RAG4Outcome: A Retrieval-Augmented Multimodal Framework for Prognostic Prediction in Chronic Osteomyelitis
For clinicians managing chronic osteomyelitis, this framework offers a scalable, interpretable alternative to manual scoring systems, though results are preliminary.
RAG4Outcome addresses the challenge of prognostic prediction in chronic osteomyelitis by integrating multimodal clinical data (PET-CT reports, surgical records, follow-up notes) into a retrieval-augmented generation framework, achieving promising effectiveness and clinical alignment on real-world cases.

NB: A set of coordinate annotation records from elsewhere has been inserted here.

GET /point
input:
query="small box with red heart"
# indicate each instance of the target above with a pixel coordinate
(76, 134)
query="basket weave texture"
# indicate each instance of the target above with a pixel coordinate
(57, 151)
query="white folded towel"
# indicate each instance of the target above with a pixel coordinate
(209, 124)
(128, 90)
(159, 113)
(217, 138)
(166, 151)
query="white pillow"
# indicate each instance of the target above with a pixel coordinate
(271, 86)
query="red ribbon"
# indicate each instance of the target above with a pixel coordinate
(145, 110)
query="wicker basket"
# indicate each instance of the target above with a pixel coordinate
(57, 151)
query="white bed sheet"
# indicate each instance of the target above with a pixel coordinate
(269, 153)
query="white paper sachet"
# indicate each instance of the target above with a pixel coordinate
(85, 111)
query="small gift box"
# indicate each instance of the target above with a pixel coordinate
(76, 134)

Chronic osteomyelitis presents substantial prognostic challenges due to its high recurrence risk and complex postoperative recovery trajectories. Traditional assessment often relies on manual scoring systems, which limit scalability, efficiency, and consistency in clinical practice. Furthermore, the heterogeneous nature of clinical data poses challenges for current multimodal learning approaches that require aligned inputs and large annotated datasets. In this work, we propose RAG4Outcome, a retrieval-augmented generation (RAG) framework for prognostic prediction in chronic osteomyelitis. Our method integrates multimodal clinical data, including PET-CT imaging reports, structured surgical and diagnostic records, and unstructured follow-up notes, into a unified prediction pipeline. By combining a domain-specific retrieval corpus with expert-guided prompting, the framework enables more interpretable, evidence-grounded, and clinically reliable prognosis. Preliminary results on real-world cases demonstrate promising effectiveness and clinical alignment, highlighting the potential of RAG4Outcome for AI-assisted infection management and postoperative decision support.